1. Experiment and refine custom logic

Iterate on your transformation logic and use Simulation and Comparison jobs to identify the most effective version for your business.

2. Built-in governance

  • Change management and version control — every edit is tracked.
  • Lineage — see exactly which Data Elements, Features, or Models feed into this Feature, and where it is consumed downstream.
  • Permissible purpose — tag the Feature so it can only be used in approved contexts (for example, restrict PII-derived features from marketing use).

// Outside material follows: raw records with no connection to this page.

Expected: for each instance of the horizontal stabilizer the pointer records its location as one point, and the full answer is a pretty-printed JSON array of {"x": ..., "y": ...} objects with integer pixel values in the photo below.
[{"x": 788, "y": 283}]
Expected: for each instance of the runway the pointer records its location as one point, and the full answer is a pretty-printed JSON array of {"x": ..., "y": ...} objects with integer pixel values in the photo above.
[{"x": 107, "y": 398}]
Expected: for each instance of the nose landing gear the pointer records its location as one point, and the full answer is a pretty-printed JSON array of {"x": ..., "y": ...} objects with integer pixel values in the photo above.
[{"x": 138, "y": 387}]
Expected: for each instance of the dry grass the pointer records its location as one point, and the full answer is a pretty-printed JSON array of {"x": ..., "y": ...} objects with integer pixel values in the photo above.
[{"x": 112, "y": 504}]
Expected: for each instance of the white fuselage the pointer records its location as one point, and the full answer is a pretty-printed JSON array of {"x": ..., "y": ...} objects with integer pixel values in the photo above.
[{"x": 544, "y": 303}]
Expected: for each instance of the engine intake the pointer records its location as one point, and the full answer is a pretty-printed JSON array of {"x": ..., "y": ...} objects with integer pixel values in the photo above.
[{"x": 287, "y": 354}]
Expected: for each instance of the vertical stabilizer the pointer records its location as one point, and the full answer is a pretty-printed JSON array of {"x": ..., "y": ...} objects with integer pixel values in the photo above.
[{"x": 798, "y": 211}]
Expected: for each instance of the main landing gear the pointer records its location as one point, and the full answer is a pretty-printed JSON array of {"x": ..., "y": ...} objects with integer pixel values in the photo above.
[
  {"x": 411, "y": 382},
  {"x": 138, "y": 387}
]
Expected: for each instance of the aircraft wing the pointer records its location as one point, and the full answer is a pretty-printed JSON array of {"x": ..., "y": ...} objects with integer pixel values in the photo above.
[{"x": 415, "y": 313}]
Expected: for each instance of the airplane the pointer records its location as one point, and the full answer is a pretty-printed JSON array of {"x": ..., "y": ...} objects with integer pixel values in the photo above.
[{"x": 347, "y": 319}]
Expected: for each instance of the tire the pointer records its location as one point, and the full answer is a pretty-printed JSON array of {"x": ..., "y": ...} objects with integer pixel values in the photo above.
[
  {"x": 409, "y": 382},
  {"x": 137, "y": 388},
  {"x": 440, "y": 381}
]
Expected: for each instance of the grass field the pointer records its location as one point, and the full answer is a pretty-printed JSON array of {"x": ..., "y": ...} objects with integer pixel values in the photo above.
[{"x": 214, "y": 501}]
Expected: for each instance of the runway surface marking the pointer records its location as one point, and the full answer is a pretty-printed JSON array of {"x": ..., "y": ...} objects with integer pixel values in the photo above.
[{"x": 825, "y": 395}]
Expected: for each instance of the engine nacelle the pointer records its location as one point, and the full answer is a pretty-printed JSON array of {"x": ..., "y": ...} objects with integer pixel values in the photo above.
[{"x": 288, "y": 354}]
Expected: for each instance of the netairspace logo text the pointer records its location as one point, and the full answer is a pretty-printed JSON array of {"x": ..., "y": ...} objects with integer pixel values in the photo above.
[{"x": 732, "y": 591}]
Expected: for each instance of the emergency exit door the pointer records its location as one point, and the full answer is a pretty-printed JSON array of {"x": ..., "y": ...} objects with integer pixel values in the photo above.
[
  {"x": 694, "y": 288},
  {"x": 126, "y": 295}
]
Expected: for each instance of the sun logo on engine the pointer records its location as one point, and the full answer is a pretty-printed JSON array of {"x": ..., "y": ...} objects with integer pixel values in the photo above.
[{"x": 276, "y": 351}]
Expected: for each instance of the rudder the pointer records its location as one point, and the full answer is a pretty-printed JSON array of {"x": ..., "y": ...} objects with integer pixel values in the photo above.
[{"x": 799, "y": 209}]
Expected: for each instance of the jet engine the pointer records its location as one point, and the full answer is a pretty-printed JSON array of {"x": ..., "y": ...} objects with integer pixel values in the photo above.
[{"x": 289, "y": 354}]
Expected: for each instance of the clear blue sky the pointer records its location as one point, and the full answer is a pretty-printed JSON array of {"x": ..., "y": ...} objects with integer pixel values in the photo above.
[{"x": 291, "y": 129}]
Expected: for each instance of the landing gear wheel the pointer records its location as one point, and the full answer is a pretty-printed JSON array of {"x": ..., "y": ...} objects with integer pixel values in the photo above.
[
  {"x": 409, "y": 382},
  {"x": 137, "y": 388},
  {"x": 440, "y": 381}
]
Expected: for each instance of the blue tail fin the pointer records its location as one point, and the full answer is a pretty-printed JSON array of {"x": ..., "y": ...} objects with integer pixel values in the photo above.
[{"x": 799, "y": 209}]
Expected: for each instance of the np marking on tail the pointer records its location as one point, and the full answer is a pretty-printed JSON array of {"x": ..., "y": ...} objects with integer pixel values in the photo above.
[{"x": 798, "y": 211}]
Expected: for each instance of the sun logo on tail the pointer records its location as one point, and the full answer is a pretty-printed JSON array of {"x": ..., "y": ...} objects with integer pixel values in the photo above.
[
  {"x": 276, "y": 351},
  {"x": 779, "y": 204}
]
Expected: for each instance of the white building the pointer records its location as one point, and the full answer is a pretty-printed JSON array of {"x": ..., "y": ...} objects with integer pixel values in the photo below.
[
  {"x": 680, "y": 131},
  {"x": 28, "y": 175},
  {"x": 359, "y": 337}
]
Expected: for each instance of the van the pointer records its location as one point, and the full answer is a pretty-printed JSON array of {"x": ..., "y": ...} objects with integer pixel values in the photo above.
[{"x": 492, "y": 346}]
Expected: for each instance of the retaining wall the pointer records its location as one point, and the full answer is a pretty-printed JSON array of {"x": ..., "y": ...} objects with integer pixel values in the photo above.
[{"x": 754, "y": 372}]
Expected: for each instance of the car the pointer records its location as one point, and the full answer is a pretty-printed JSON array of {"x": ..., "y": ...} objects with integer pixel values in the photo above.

3. A standardized, well-tested library

Build up a curated catalog of business Features that any user can reuse, instead of reimplementing the same logic across notebooks and projects.

Two Types of Features

A Feature can be either Simple (a row-by-row transformation) or Aggregated (a value computed by rolling up rows from a lower entity level).

Simple Aggregated
Computes from One row at the Feature's entity level Multiple rows at a lower entity level, rolled up to this Feature's entity
Use when The output depends only on inputs that already live at the same entity You need to summarize across child rows (for example, accounts under a customer)
Example risk_tier from an Application's fico total_number_of_accounts for each Customer

You pick which kind to register by ticking or leaving the Is Aggregated checkbox in the Attributes section.

Simple vs Aggregated

  • Simple Feature — transforms inputs that already sit at the same entity level.
  • Aggregated Feature — rolls up rows from a lower entity level to the Feature's entity (for example, Account → Customer).

How to Register

The form has three sections: Attributes, Formula, and Properties. Required fields are marked with *.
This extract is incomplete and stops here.